Tournament statistics
- Matches played: 31
- Goals scored: 121 (3.9 per match)
- Top goal scorer: Amin Dabo (7 goals)

= 1978 King Cup =

The 1978 King Cup was the 20th season of the knockout competition since its establishment in 1956. Al-Ahli were the defending champions and successfully defended the title, winning their second one in a row. Al-Ahli beat Al-Riyadh who became the first First Division side to reach the final.

By winning both the 1977–78 Saudi Premier League and the 1978 King Cup, Al-Ahli became the first Saudi team to achieve the domestic double.

==Bracket==

Source: Bracket

==Round of 32==
The matches of the Round of 32 were held on 30 and 31 March 1978.

| Home team | Score | Away team |
|---|---|---|
| Al-Nassr | 3–0 | Al-Shate'e |
| Al-Ittihad | 2–0 | Al-Jabalain |
| Al-Tai | 1–0 | Okaz |
| Hajer | 2–1 | Al-Taawoun |
| Ohod | 7–0 | Al-Fayha |
| Al-Qadsiah | 2–0 | Al-Shoulla |
| Al-Ahli | 9–0 | Al-Jazeera |
| Al-Nahda | 4–0 | Al-Majd |
| Al-Riyadh | 3–0 | Al-Nakhil |
| Al-Wadea | 9–0 | Tuwaiq |
| Al-Rabe'e | 2–3 | Al-Hada |
| Al-Wehda | 6–0 | Al-Kawkab |
| Al-Ettifaq | 14–1 | Al-Tadamon |
| Al-Shabab | 4–1 (a.e.t.) | Al-Khaleej |
| Al-Hilal | 2–1 | Al-Arabi |
| Al-Ansar | 4–0 | Damac |

==Round of 16==
The Round of 16 matches were held on 5 and 6 April 1978.
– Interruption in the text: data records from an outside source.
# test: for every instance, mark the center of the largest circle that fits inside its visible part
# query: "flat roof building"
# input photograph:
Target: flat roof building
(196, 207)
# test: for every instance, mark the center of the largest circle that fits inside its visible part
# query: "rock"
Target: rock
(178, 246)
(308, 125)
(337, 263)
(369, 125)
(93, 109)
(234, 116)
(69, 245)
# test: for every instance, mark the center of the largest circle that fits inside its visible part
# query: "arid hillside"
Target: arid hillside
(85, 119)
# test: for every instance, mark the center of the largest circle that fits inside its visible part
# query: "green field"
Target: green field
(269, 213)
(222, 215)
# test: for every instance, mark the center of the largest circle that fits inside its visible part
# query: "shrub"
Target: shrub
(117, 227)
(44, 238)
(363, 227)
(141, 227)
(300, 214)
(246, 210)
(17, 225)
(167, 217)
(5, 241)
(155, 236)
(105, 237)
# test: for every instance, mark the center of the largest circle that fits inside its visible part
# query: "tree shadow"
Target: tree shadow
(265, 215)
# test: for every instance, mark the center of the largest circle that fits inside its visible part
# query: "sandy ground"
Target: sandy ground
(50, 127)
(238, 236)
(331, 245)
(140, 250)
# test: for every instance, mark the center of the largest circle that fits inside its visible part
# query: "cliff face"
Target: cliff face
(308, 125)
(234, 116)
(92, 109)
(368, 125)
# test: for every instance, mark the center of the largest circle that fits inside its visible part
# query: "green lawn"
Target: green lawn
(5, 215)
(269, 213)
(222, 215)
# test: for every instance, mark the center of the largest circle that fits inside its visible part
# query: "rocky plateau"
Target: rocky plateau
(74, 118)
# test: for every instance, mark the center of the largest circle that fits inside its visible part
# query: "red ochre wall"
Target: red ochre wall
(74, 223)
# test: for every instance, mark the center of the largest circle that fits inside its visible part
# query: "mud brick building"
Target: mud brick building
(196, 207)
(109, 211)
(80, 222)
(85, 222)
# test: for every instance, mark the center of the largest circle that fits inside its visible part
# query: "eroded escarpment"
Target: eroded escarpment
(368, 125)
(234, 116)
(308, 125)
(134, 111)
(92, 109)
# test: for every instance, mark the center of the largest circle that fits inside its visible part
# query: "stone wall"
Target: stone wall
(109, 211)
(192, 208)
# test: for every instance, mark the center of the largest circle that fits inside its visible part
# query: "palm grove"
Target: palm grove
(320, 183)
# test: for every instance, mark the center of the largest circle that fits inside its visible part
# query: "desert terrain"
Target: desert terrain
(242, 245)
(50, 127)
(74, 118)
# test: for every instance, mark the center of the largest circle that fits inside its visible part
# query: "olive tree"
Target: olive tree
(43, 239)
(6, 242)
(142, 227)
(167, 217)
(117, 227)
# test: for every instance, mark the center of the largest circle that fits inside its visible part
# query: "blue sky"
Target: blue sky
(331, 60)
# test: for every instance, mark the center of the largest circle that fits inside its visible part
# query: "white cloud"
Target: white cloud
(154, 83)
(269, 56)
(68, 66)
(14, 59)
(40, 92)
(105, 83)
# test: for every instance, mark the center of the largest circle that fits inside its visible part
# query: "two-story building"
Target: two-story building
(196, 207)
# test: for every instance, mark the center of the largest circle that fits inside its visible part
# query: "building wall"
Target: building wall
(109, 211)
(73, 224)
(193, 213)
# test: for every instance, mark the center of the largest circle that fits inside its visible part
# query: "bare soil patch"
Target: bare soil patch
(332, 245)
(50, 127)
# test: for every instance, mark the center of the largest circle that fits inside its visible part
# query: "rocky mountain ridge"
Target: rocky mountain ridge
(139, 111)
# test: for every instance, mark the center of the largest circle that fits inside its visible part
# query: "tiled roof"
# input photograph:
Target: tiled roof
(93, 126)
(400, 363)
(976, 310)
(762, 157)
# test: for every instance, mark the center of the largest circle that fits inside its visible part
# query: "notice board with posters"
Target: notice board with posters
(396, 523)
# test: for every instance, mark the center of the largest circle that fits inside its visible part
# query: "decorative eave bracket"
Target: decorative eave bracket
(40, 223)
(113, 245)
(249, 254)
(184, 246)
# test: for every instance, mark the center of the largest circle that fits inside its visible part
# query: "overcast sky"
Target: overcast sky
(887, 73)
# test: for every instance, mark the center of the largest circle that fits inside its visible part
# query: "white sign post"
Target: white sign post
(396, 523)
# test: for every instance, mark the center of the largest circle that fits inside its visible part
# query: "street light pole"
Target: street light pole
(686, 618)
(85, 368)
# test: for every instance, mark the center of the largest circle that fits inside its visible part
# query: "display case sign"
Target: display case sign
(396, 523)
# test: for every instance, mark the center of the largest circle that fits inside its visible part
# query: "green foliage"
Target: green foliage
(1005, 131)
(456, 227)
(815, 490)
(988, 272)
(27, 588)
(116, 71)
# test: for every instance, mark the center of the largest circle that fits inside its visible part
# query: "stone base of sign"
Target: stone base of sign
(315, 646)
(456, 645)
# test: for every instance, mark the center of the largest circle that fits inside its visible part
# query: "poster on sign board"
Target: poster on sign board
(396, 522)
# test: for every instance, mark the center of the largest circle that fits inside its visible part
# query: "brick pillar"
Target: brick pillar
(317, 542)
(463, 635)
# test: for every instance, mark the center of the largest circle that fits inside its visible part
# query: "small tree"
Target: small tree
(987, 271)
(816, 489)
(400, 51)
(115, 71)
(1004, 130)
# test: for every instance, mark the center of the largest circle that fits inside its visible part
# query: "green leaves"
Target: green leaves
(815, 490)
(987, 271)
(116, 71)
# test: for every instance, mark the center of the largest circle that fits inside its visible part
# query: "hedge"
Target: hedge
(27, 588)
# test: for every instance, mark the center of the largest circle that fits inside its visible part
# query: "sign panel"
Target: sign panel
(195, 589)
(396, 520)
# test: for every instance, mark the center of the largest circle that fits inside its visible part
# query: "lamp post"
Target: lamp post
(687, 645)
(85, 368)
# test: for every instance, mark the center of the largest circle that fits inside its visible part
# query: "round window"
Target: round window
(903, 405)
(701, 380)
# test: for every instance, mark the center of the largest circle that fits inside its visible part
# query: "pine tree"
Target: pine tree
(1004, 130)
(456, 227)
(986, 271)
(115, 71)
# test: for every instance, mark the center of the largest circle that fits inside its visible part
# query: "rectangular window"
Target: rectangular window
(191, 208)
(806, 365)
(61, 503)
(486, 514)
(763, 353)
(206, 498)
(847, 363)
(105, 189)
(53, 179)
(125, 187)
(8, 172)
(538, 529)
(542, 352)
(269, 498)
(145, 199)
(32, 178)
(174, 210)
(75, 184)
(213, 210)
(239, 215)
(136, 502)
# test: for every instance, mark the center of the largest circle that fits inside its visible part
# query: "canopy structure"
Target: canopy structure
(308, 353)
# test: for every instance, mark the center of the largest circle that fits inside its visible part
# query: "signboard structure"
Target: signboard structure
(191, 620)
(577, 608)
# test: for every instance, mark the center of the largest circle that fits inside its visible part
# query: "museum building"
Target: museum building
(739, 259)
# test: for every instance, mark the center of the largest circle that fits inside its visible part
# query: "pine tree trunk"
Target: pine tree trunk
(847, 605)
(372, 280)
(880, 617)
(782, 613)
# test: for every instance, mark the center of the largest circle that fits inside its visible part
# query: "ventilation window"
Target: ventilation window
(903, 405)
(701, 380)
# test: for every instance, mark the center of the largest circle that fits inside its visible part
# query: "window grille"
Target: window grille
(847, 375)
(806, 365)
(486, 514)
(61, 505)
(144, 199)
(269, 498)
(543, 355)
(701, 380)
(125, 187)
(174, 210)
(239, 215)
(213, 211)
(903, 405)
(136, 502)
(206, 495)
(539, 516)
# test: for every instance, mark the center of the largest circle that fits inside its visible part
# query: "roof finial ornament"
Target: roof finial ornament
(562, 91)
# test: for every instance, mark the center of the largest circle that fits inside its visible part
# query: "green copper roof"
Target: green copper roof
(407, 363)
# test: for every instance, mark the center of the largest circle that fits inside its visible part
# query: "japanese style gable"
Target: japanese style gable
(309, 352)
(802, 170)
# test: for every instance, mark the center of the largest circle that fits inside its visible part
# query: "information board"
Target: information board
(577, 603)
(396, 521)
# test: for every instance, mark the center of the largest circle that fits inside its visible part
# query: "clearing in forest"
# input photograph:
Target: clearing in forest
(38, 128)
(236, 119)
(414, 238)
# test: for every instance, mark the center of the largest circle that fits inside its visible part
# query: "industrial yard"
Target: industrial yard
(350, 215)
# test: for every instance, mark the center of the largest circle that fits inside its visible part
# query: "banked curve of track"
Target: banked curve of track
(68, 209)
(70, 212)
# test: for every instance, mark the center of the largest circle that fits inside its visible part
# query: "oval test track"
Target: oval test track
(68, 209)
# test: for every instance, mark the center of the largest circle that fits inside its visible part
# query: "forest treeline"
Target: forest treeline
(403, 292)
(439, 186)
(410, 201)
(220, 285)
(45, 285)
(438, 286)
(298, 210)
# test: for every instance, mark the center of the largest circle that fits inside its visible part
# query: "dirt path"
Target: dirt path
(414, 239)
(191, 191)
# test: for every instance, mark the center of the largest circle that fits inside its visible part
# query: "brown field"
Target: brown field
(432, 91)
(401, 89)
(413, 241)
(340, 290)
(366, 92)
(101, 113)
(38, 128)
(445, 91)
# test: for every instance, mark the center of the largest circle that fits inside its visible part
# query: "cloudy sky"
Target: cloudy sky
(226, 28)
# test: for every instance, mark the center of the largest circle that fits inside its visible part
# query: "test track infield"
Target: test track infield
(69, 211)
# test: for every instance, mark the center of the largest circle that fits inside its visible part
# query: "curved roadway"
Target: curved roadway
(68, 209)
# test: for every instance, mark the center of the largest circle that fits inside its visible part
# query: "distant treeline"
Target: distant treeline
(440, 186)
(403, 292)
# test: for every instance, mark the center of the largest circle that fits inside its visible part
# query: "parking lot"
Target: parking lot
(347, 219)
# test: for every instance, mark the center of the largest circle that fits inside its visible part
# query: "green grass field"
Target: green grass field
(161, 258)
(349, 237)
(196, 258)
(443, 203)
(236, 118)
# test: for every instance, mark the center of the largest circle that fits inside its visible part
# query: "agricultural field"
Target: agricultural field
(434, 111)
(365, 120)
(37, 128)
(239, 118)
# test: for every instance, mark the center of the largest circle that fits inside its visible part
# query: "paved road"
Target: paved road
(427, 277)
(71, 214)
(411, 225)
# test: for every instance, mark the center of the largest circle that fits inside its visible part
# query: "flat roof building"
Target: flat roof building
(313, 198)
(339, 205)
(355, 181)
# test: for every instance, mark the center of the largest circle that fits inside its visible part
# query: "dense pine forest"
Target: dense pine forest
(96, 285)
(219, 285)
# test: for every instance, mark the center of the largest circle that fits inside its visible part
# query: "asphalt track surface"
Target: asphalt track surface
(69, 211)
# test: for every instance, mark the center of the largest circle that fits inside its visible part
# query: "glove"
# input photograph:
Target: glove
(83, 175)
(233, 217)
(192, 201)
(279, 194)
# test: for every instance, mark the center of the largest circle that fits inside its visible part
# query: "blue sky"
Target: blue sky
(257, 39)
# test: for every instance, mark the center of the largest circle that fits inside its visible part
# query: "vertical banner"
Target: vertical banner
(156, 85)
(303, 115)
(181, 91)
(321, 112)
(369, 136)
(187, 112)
| Home team | Score | Away team |
|---|---|---|
| Al-Hilal | 1–2 | Al-Qadsiah |
| Al-Ittihad | 1–0 | Ohod |
| Al-Ettifaq | 4–0 | Al-Wadea |
| Al-Wehda | 6–0 | Al-Hada |
| Al-Shabab | 1–0 | Hajer |
| Al-Nahda | 2–2 (3–2 pen.) | Al-Tai |
| Al-Ansar | 2–3 | Al-Riyadh |
| Al-Ahli | 1–0 | Al-Nassr |

==Quarter-finals==
The Quarter-final matches were held on 11 and 12 April 1978.

| Home team | Score | Away team |
|---|---|---|
| Al-Nahda | 1–0 | Al-Ettifaq |
| Al-Ittihad | 1–3 | Al-Qadsiah |
| Al-Ahli | 3–0 (a.e.t.) | Al-Wehda |
| Al-Riyadh | 1–1 (4–1 pen.) | Al-Shabab |

==Semi-finals==
The four winners of the quarter-finals progressed to the semi-finals. The semi-finals were played on 16 April 1978. All times are local, AST (UTC+3).

16 April 1978
Al-Qadsiah 1-2 Al-Ahli
  Al-Qadsiah: A. Al-Sagheer 39'
  Al-Ahli: Eid 57', Dabo 89'

16 April 1978
Al-Nahda 0-1 Al-Riyadh
  Al-Riyadh: Al-Joaithin

==Final==
The final was played between Al-Ahli and Al-Riyadh in the Youth Welfare Stadium in Riyadh. By reaching the final Al-Riyadh became the first First Division side to reach the final. This final was a repeat of the 1962 final which ended in a win for Al-Ahli.